Eventually, the men left and the army took away the gun.
The tower stayed and the hole where the gun used to be was flooded by rain. Water weeds and algae took up residence. A family of newts lived and died and left behind enough eggs for several generations. Time sank to the bottom of the newly made pond where newts swallowed it absentmindedly and grew into exotic specimens with plumed tails and delicate fingers instead of feet.
The newts are so still that they might be dead or sleeping. It's the time that makes them sluggish. They only remember to move when an unfamiliar shadow mars the reflections above them. Then they jerk their absurdly long and complicated tails and propel themselves until they forget where they were going.
If you watch them long enough, you may see them eating time. It's an uncomfortable sensation, to witness their flat mouths and triangular tongues closing around another person's minutes and hours. They seem to be unaware that they are even doing it, and the lack of expression on their amphibious faces seems to indicate that the flavor is unremarkable.
Every once in a long while, a newt will look up from its meal. Its entire body spasms and it streaks around the pond like something possessed, unable to stop itself until it runs into exhaustion and sinks to the bottom, too tired to lift itself to the surface to breathe. Sometimes it drowns.
It's difficult to say whether the newts understand the things they feel when they consume these more dangerous flavors of time. Do they savor the taste of memory (which is easily mistaken for time, but much harder to discard)?
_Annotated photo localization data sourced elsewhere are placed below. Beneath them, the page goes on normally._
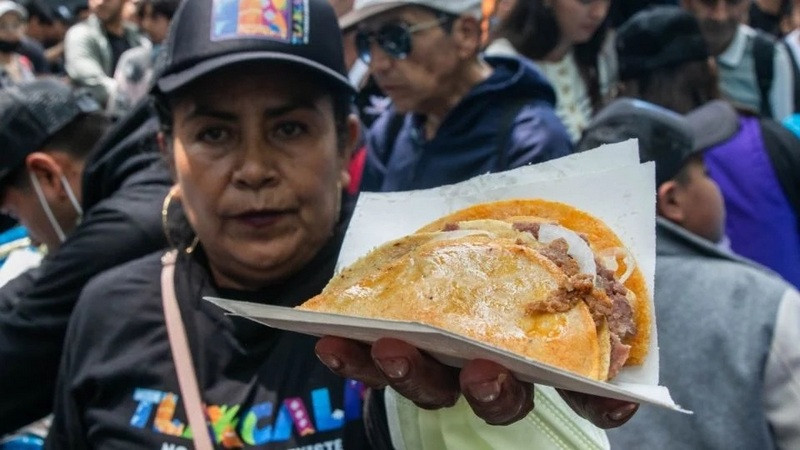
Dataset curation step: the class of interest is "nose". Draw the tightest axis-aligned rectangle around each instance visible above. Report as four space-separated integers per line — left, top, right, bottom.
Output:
368 40 393 74
232 135 279 191
709 0 730 21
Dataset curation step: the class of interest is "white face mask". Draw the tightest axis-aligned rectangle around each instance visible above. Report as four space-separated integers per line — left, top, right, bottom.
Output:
28 171 83 244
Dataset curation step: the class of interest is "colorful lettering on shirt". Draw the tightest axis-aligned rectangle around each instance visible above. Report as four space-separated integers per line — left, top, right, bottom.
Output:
154 393 186 436
285 397 315 436
129 380 364 448
344 379 364 421
208 405 245 448
131 388 163 428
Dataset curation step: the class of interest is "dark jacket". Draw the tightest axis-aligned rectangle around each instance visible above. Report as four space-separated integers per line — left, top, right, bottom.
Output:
47 217 370 449
361 56 572 192
0 110 171 434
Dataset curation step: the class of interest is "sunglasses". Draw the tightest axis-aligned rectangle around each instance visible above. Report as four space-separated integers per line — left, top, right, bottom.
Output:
356 16 449 64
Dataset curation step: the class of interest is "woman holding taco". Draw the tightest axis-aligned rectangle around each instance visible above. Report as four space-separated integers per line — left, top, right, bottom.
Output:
47 0 635 448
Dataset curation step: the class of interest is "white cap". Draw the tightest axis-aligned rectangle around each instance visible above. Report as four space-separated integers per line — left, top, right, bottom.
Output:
0 0 27 20
340 0 481 30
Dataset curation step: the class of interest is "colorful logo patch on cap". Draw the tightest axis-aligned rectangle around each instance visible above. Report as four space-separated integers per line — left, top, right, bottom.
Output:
211 0 309 44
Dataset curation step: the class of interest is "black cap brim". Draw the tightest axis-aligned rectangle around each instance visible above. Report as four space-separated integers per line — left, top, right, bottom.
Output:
157 51 356 95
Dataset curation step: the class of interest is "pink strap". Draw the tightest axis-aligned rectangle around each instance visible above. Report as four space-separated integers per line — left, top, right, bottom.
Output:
160 250 215 450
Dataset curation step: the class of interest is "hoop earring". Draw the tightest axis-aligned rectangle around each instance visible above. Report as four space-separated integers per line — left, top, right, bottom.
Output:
186 236 200 254
161 186 200 254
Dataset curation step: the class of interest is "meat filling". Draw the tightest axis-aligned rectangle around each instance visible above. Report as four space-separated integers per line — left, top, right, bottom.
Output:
596 264 637 340
538 238 581 277
442 223 460 232
608 334 631 379
513 222 541 239
526 273 594 315
528 239 637 378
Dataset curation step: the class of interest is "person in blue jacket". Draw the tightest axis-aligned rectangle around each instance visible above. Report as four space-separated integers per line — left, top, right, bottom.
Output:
342 0 574 192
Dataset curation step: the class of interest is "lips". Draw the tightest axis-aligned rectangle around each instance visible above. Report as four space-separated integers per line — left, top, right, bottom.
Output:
228 209 293 228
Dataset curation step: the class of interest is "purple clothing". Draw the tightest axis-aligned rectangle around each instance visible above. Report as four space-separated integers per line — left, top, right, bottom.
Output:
705 115 800 288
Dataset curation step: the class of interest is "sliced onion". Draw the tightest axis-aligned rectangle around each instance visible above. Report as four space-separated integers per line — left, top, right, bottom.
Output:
619 250 635 283
538 224 597 278
599 247 635 283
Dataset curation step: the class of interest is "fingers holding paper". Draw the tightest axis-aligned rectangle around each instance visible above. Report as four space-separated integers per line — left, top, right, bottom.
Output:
316 336 640 428
315 336 533 425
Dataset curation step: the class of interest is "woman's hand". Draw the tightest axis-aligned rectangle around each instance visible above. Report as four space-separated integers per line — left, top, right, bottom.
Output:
315 336 638 428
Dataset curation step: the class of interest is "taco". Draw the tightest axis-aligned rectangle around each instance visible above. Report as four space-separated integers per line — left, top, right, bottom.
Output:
299 199 651 381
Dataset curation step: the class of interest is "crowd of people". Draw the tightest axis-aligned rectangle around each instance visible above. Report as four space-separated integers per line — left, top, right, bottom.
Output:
0 0 798 448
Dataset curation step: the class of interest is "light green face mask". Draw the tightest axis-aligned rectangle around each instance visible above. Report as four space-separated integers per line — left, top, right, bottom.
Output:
384 386 610 450
28 170 83 244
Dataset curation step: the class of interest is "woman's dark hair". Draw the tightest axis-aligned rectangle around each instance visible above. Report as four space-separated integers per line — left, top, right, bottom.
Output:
621 60 720 114
496 0 609 110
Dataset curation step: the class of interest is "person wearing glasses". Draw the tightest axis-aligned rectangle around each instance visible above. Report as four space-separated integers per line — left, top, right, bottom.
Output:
342 0 573 193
Is it, perhaps, a matter of honor, a dare? Maybe they select carefully, down beneath the stagnant water. They pick up pieces and discard them, searching for something that is different and beautiful and terribly, horribly fine.
2 comments:
Damn girl. This is great. You should tidy it, and then, launch it into the world.
Thanks... I'm not sure what I'm doing with these things, actually. I guess they're a combination of five-finger exercises for my brain and some sort of journal entry... I just write whatever drifts into my head when I see the photograph or look at the view. Bits of what actually happened, bits of undercurrent.